Mice bearing the genomic mutation D337T on the thyroid hormone receptor b (TRb) gene present the classical signs of resistance to thyroid hormone (TH), with high serum TH and TSH. This mutant TR is unable to bind TH, remains constitutively bound to co-repressors, and has a dominant negative effect on normal TRs. In this study, we show that homozygous (TRbD337T) mice for this mutation have reduced body weight, length, and body fat content, despite augmented relative food intake and relative increase in serum leptin. TRbD337T mice exhibited normal glycemia and were more tolerant to an ip glucose load accompanied by reduced insulin secretion. Higher insulin sensitivity was observed after single insulin injection, when the TRbD337T mice developed a profound hypoglycemia. Impaired hepatic glucose production was confirmed by the reduction in glucose generation after pyruvate administration.

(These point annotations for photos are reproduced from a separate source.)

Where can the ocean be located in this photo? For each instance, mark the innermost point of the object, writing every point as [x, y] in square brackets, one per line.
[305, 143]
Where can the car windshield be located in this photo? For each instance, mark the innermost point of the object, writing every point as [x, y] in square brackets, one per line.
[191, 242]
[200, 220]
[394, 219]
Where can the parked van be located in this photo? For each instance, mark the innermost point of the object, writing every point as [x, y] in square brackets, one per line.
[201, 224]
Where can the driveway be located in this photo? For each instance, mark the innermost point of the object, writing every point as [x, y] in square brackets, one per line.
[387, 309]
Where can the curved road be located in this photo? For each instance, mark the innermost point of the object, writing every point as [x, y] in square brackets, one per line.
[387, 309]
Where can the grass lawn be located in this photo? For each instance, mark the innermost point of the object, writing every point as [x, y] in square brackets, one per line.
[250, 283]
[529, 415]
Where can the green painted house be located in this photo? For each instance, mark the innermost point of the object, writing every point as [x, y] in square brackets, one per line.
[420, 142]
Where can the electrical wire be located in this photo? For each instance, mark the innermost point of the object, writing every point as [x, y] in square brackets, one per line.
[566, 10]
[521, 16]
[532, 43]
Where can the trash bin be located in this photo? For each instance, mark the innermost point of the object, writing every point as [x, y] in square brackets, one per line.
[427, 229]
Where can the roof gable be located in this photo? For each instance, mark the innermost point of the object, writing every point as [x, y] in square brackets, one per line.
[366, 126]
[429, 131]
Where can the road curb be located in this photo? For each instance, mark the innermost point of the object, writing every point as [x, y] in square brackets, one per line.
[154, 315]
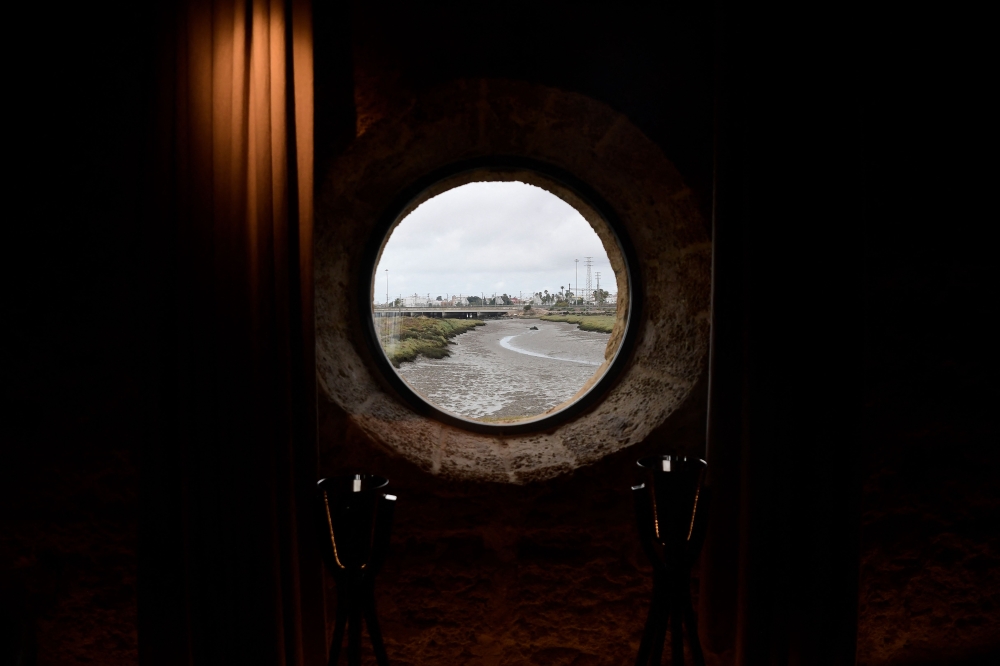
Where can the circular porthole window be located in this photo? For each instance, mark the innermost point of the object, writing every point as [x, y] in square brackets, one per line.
[597, 163]
[499, 298]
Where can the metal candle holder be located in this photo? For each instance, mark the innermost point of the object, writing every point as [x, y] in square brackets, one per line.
[670, 510]
[357, 520]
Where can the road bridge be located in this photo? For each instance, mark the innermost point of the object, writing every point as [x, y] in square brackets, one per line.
[455, 312]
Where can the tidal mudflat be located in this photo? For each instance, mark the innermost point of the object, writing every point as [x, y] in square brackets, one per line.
[506, 370]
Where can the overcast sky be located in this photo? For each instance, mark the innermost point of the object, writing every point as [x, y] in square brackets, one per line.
[504, 237]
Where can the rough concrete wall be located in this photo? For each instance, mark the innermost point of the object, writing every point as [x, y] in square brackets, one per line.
[548, 573]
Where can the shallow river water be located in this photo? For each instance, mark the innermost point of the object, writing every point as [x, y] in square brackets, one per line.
[503, 369]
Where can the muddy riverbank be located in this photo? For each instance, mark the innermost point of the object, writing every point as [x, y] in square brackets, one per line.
[504, 369]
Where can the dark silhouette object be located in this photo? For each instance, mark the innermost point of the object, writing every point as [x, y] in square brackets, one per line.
[356, 523]
[670, 509]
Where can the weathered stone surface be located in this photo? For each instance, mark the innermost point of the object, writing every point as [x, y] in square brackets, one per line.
[476, 118]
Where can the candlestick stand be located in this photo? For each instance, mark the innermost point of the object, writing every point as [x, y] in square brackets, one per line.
[670, 513]
[356, 524]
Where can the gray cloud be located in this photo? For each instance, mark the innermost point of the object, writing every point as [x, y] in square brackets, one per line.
[502, 237]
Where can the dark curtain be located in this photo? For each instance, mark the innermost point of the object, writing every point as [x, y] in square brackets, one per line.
[780, 565]
[227, 573]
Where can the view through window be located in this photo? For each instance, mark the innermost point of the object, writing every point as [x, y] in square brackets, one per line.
[495, 301]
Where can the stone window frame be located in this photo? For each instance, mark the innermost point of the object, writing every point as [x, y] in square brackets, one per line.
[585, 200]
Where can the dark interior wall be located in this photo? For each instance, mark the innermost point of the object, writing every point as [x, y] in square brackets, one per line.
[89, 304]
[81, 320]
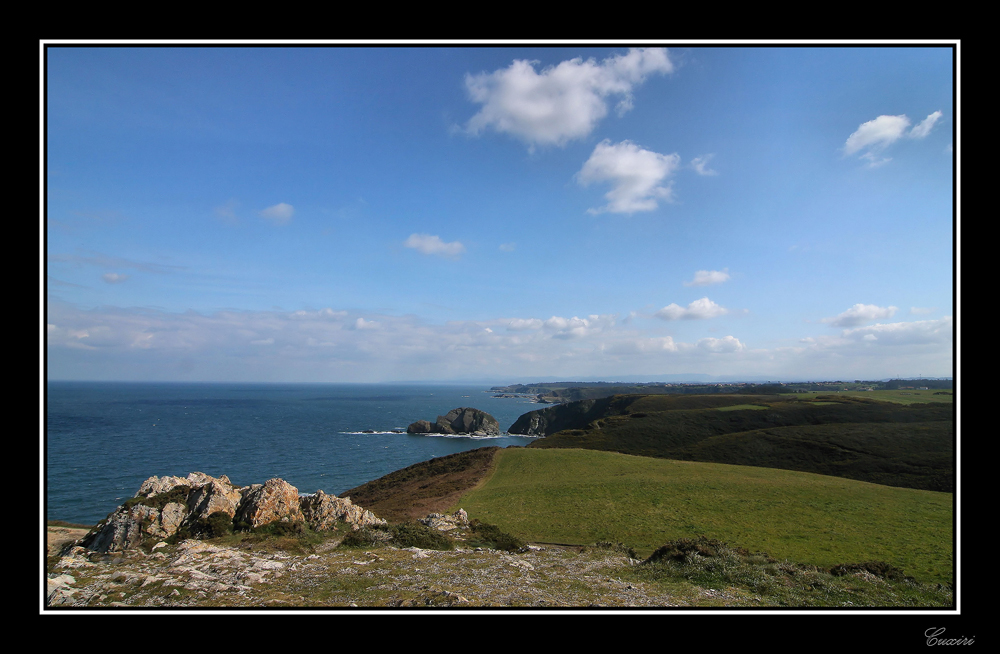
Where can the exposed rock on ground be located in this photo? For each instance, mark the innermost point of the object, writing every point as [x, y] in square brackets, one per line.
[204, 506]
[208, 574]
[428, 487]
[463, 420]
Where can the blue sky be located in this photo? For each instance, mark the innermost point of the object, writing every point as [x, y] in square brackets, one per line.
[360, 214]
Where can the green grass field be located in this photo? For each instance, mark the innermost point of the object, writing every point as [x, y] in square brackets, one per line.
[898, 396]
[584, 496]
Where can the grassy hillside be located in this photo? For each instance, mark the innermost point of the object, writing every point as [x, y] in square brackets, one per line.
[907, 445]
[581, 497]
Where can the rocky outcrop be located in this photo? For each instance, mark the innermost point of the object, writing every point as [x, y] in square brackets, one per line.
[463, 420]
[322, 512]
[199, 505]
[445, 522]
[572, 415]
[274, 501]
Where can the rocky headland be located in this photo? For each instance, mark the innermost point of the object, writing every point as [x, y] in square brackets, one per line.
[463, 420]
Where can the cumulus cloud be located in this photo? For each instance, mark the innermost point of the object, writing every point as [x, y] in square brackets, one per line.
[697, 310]
[427, 244]
[700, 165]
[920, 332]
[561, 103]
[859, 314]
[873, 137]
[726, 344]
[278, 214]
[877, 133]
[924, 127]
[709, 277]
[637, 176]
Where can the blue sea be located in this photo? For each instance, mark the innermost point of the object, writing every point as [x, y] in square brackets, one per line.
[103, 439]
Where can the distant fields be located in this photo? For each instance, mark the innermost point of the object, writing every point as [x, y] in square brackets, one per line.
[583, 496]
[853, 435]
[898, 396]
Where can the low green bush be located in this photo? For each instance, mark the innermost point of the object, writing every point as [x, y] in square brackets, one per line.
[491, 536]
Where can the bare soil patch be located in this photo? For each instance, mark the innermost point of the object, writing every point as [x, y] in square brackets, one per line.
[428, 487]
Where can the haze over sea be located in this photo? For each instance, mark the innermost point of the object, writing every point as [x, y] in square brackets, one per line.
[103, 439]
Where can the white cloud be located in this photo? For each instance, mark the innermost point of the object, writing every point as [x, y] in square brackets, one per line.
[709, 277]
[873, 137]
[877, 133]
[700, 165]
[563, 102]
[925, 126]
[697, 310]
[726, 344]
[859, 314]
[427, 244]
[920, 332]
[521, 324]
[637, 176]
[279, 214]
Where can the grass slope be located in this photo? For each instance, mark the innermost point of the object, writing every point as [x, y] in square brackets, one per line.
[585, 496]
[858, 438]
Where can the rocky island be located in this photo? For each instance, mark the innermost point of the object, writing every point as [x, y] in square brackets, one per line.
[463, 420]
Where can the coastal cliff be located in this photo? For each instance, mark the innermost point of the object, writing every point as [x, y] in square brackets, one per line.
[463, 420]
[201, 506]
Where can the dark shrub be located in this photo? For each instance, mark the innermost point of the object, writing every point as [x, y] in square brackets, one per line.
[414, 534]
[487, 535]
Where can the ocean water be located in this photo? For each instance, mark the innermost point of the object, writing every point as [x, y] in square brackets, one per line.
[103, 439]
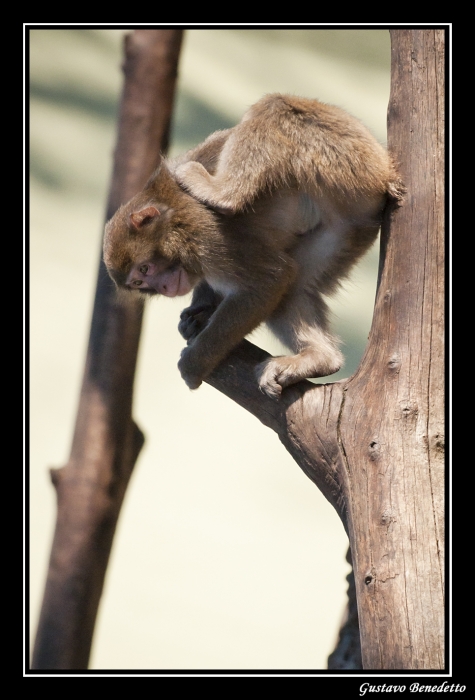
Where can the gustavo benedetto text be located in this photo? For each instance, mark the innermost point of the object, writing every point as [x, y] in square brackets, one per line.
[413, 688]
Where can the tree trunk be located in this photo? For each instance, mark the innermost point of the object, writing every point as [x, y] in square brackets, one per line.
[106, 442]
[391, 425]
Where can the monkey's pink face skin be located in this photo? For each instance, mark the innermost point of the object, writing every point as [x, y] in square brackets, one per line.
[154, 279]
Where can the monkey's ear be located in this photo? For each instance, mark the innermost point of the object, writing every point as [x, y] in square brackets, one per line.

In addition, hepatic glycogen content was lower in homozygous TRbD337T mice than in wild type. Collectively, the data suggest that TRbD337T mice have deficient hepatic glucose production, by reduced gluconeogenesis and lower glycogen deposits. Analysis of liver gluconeogenic gene expression showed a reduction in the mRNA of phosphoenolpyruvate carboxykinase, a rate-limiting enzyme, and of peroxisome proliferator-activated receptor-g coactivator 1a, a key transcriptional factor essential to gluconeogenesis. Reduction in both gene expressions is consistent with resistance to TH action via TRb, reproducing a hypothyroid phenotype. In conclusion, mice carrying the D337T-dominant negative mutation on the TRb are leaner, exhibit impaired hepatic glucose production, and are more sensitive to hypoglycemic effects of insulin.